A devout Catholic who practices his faith in his own quiet way, William has also been an avid participant in the weekly masses at St. James Church where he performs a number of lay duties ranging from altar server to reader to eucharistic minister. Normally, a Saturday evening mass goer, he rarely attends church without contributing in some way to the service.

William was invited to join the board of the Eganville and Area Long-Term Care Corporation – Fairfields -in 2019 and has been an invaluable member. His work on writing and rewriting policies and dealing with matters that require knowledge, patience and understanding of dealing, or shall I say, coping with bureaucracy, has been invaluable. He is always learning about new grants that might assist Fairfields, Senior Needs, or both and is clever when it comes to filling out applications and using the language bureaucrats want to hear.

Despite his hectic schedule, William found the time to play bridge, golf – locally and in far off places like Portugal, to play tennis, to attend local plays and theatre productions, and innumerable community fundraisers, to visit the sick and shut-ins, to lend a helping hand to those in need, to edit and write policies and by-laws for non-profit organizations and to write and/or edit research documents for large multi-national companies.

If that wasn’t enough to keep him occupied, there were the many trips with individuals from this community who had go to Pembroke or Renfrew and sometimes Ottawa for appointments or to pick up groceries, even lottery tickets for Mike, who had mobility issues. Then there was Sister Cecilia who arrived in Eganville about five years ago, lived in Hillside Apartments and eventually became afflicted with dementia. With no immediate family, William went out of his way to help her as much as he could until she was finally admitted to a long-term care facility.

And last, but not least, he managed to squeeze in time almost every Tuesday to proofread many of the pages of the Leader before sending them to press. He has wonderful editing skills and is one of the few people I know of with a strong knowledge of the English language, its proper use and the proper use of punctuation.

After he was re-united with his brothers, Gerard and Brian, in April 2022, my wife, Wanda, commented she wouldn’t be surprised if William decided to move back home and so, when he broke the news he was planning to do just that, it wasn’t a big surprise, but it was indeed sad to hear.

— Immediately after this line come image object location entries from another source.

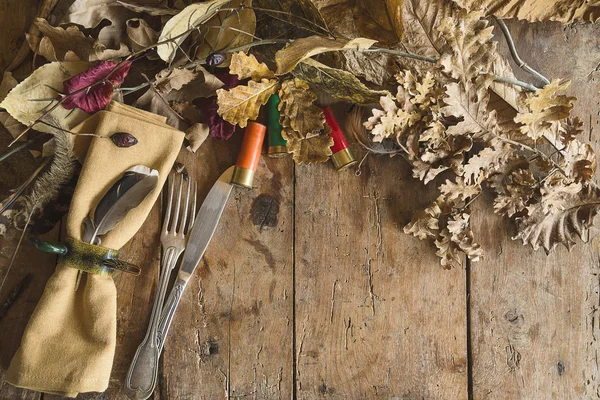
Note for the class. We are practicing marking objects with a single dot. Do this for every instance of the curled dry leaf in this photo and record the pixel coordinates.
(104, 76)
(178, 28)
(564, 11)
(340, 84)
(312, 150)
(70, 44)
(300, 117)
(247, 66)
(545, 108)
(24, 103)
(304, 48)
(242, 103)
(140, 34)
(229, 28)
(196, 135)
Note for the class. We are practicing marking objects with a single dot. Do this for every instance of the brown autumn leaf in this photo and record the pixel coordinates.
(247, 66)
(564, 212)
(140, 34)
(196, 135)
(564, 11)
(312, 150)
(70, 44)
(300, 117)
(304, 48)
(545, 107)
(242, 103)
(339, 84)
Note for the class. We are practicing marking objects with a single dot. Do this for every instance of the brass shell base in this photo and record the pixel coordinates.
(343, 159)
(242, 177)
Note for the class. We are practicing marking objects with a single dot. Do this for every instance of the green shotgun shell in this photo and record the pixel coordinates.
(276, 142)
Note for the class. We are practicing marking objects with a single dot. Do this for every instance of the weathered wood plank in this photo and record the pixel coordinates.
(376, 315)
(535, 318)
(233, 331)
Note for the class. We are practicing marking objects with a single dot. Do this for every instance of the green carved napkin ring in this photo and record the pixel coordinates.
(86, 257)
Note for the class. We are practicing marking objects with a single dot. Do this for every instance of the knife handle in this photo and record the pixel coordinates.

So as our dear friend and colleague leaves the fields of Donegal, and the rugged beauty of the Ottawa Valley to take up residence in Claremorris, in a valley surrounded by rolling drumlins and hills, we say a huge thank you for your numerous contributions that have improved the lives of many, many people. Your involvement in so many areas and your accomplishments over nearly a decade are more than most people will make in a lifetime.

How fortunate am I that it makes saying good-bye so sad and difficult.

We wish you all the best, William, as you are repatriated with your home and native land. You leave us with many fond memories and lasting legacies. Your impact was tremendous.

God willing, we will meet again, but until then, may He watch over and guide you every day of your life.